Birthdays: 100 to include party/outfit (tradition in both families to have a special outfit for birthdays)/presents. DD2's birthday is coming up so I need to start looking but I want a budget first. I already got her 3 books and the fabric for her dress, Id like to get her a play laptop (she loves DH's laptop and tries to play with it all the time so while I don't like the idea Im not liking my DH spending even more time at work or hiding in the back room when we could be out with us) and some musical instruments. Her party theme is going to be polka-dot monkeys with a polka dot cake (Im making). Im only inviting one or two families over and we already have the food from a work BBQ they didn't use so I don't have to buy food (yea!)
DD2's birthday is in January. We bought her a small sewing machine since she has been begging for one and it was 50% off. That will be her present, Im going to get a few "Learn to craft" kits as well. She wants a Minnie Mouse birthday party but it will just be DH, me and DD2. Im due a week after her birthday so no way Im inviting anyone over.
The nice thing about Minnie Mouse if they have it at the party store on the island so I can go get plates and cups then a plain table clothe and DD1 will be excited.. and it costs like 15 instead of the 35 Im spending for DD2s party stuff.
Christmas I want to limit to 550 total to include the party we throw for the single Marines, contributions to the church baskets for the needy and for toys for tots, as well as picture cards for his family. My daughters have both been asking for new baby dolls (the ones we had before got recalled), they need new bedding and Im thinking of a combined gift of a small train set for both of them. They have a small plastic one right now but they run out of tracks when they try to set it up and then they aren't happy when they can't get back around to the station. We do an outfit and PJs every year but I already have the patterns, just need to get the fabric. I might cheat and use the fabric I have already so I don't have to buy anymore.

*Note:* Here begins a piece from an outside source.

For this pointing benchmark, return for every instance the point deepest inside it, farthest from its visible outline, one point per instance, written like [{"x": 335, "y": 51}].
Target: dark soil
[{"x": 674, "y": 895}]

For DH's birthday hes getting his uniforms all altered and a book or two or three. Oh and Im getting a babysitter and going to his Marine Corps Ball, something I haven't done since DD1 was born. Might not sound the best but uniforms are expensive to alter and he just got promoted so we have to get new ranks sewn on all his uniforms. Christmas Im talking to him about what he wants to do. I want to do a weekend trip with the family but it tends to be expensive so probably won't happen (cheapest hotel is 80 a night if they have openings, unless you want to camp and I can't see me camping 32+weeks pregnant). Maybe Ill convince him to wait until after the baby is born, the Lily Festival is held every April/May over here and I love it. It would be nice to camp out over on the island its on and do some exploring. We haven't had a chance to see much of that island other than the festival.
For my birthday DH found a good deal on a digital camera he got because hes tired of me saying "you should have seen this cute thing your daughter did at the park" "Did you take a picture" "No you know I don't drag that big thing places unless I want some good picture".. He got me a small one to leave in my purse/diaper bag so I can take a picture instead of trying to describe it to him.

We dont' exchange birthday gifts with family. We do send cards but I have my DDs make them. Christmas we are doing picture cards and then for Valentines Day we are sending out cards mostly to announce our new arrival (Im due first week of Feb). We do get small presents for his Mom and my grandma on Mother's day as well as small presents for both fathers on Father's day.. However, they come up to around 10ish with shipping. Can't wait to get back to the states and not have to spend so much on shipping something somewhere.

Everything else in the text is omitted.